A l’heure de la destruction de sites historiques « devenue une tactique de guerre pour disséminer la peur et la haine », assène la directrice de l’Unesco, Irina Bokova, le procès d’Al Mahdi est largement salué par la communauté internationale. Mais il suscite plus d’incrédulité au Mali et du côté des ONG. « Le procès est important pour démontrer que les groupes jihadistes s’attaquent à la diversité et la tolérance de l’islam africain, estime ainsi la Fédération internationale des droits de l’homme (FIDH). Mais d’autres crimes ont été commis, notamment des crimes sexuels, et Ahmad Al-Faqi Al Mahdi-Abou Tourab et les autres responsables d’Ansar Dine et d’Aqmi devraient répondre de ces crimes ».

L’organisation de défense des droits de l’homme a d’ailleurs porté plainte aux côtés de plusieurs organisations maliennes contre Al Mahdi et quatorze autres, en mars 2015. Mais à Bamako, le dossier est quasiment au point mort. « Le pouvoir politique libère plus qu’il n’arrête », déplore Florent Geel.
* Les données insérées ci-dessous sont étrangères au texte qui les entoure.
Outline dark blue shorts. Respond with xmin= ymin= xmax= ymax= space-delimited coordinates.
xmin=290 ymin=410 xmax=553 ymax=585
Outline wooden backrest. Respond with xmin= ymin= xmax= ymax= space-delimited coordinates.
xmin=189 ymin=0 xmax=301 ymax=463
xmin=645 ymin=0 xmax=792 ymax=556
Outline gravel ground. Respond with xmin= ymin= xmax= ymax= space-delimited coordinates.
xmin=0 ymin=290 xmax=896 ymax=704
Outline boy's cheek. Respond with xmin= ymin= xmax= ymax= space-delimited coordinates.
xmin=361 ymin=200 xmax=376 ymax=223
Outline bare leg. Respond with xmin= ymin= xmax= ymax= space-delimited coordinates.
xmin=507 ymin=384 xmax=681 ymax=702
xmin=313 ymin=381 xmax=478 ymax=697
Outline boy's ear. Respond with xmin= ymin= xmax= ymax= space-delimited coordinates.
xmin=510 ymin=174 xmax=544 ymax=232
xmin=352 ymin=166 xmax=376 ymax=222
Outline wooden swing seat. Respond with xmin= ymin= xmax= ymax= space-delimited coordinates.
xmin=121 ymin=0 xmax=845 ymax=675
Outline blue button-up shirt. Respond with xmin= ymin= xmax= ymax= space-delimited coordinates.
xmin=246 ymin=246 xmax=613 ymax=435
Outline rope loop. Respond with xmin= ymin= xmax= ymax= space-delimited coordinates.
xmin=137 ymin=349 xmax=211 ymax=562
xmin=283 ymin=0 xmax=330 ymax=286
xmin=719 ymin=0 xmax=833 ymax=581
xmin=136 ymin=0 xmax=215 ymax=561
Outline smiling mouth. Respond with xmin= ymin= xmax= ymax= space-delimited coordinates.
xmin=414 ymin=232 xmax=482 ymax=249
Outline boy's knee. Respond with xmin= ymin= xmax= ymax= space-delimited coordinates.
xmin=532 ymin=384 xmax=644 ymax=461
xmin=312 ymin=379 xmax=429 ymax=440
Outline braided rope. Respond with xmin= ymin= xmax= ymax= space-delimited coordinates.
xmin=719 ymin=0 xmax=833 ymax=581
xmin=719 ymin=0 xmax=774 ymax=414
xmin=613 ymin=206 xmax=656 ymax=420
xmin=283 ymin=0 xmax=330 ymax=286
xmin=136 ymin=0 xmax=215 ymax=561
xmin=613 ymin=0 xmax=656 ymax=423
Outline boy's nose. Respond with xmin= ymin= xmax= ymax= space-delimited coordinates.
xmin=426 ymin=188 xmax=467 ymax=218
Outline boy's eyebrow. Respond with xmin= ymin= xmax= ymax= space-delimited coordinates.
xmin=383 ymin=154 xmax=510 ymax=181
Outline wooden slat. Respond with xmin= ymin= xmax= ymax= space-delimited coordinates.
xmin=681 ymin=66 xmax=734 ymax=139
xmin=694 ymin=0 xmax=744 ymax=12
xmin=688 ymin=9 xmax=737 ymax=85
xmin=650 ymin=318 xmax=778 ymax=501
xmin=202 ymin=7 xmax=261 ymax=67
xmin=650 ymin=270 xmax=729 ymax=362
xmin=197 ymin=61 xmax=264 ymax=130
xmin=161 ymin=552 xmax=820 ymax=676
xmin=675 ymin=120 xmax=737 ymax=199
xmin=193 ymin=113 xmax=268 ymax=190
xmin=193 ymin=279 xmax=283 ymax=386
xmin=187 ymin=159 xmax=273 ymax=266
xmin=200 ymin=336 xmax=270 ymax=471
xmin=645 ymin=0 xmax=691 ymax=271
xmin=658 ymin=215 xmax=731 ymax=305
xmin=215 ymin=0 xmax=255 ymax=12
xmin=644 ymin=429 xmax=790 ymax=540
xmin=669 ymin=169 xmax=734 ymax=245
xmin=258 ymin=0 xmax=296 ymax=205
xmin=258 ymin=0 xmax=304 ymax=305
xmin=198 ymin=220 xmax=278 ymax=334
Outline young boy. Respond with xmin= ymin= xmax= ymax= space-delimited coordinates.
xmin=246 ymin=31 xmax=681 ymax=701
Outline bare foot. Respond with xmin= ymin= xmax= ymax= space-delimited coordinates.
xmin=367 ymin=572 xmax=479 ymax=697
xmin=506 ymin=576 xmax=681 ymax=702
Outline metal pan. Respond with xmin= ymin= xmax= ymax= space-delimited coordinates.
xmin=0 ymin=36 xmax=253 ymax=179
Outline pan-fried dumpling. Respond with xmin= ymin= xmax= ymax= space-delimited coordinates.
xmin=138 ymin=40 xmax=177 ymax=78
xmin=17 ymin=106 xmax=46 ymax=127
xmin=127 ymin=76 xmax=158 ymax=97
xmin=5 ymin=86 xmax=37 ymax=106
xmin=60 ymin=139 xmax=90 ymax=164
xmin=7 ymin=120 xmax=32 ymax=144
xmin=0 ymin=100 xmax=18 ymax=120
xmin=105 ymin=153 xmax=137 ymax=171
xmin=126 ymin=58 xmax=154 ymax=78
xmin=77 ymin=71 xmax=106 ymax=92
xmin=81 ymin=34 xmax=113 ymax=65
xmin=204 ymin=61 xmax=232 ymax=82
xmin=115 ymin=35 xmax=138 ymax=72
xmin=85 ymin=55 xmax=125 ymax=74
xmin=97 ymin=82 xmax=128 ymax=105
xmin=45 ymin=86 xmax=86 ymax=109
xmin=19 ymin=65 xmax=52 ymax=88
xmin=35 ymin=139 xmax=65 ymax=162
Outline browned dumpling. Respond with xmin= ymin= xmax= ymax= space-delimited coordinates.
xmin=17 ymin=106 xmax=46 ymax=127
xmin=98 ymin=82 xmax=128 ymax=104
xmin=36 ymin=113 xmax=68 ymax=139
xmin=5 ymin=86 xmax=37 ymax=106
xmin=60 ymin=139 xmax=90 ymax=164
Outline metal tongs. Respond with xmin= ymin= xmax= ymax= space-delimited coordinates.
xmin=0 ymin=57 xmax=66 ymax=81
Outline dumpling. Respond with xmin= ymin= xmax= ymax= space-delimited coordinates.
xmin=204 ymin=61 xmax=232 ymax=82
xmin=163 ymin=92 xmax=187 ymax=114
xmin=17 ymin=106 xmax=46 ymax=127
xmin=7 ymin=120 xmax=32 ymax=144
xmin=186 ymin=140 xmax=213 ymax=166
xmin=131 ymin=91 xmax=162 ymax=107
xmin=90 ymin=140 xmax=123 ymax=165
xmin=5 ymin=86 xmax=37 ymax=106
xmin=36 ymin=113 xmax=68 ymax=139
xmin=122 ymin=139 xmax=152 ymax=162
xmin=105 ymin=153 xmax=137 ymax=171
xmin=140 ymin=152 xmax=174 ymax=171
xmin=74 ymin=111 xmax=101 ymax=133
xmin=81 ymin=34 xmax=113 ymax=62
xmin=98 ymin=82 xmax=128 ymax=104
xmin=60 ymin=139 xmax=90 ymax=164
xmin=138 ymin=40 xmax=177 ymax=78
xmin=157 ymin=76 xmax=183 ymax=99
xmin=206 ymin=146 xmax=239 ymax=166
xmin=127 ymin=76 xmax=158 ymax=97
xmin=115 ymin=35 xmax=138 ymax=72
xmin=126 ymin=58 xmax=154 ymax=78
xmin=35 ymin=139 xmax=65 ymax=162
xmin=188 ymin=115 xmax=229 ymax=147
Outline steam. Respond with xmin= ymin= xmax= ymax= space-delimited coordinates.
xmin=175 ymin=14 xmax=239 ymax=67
Pour le responsable Afrique de la FIDH, « ils ont voulu donné des marques de confiance et libéré plusieurs personnes pour obtenir la paix et ensuite, lorsqu’il a fallu mettre en application l’accord d’Alger [signé en juin 2015 entre le Mali et la Coordination des mouvements de l'Azawad], ils ont aussi libéré, pour faire baisser les tensions ».

Seule l’enquête contre le général Amadou Haya Sanogo et ses complices du coup d’Etat militaire de mars 2012, qui marque le début de la crise au Mali, est bouclée. Mais le procès n’est toujours pas inscrit au rôle de la Cour d’assises, explique-t-on à Bamako. La CPI, qui n’intervient qu’en dernier ressort, si un pays ne peut ou ne veut juger l’un de ses ressortissants suspecté de crimes de guerre, et qui pourrait dès lors s’emparer de l’affaire Sanogo, pourrait inciter les autorités à agir.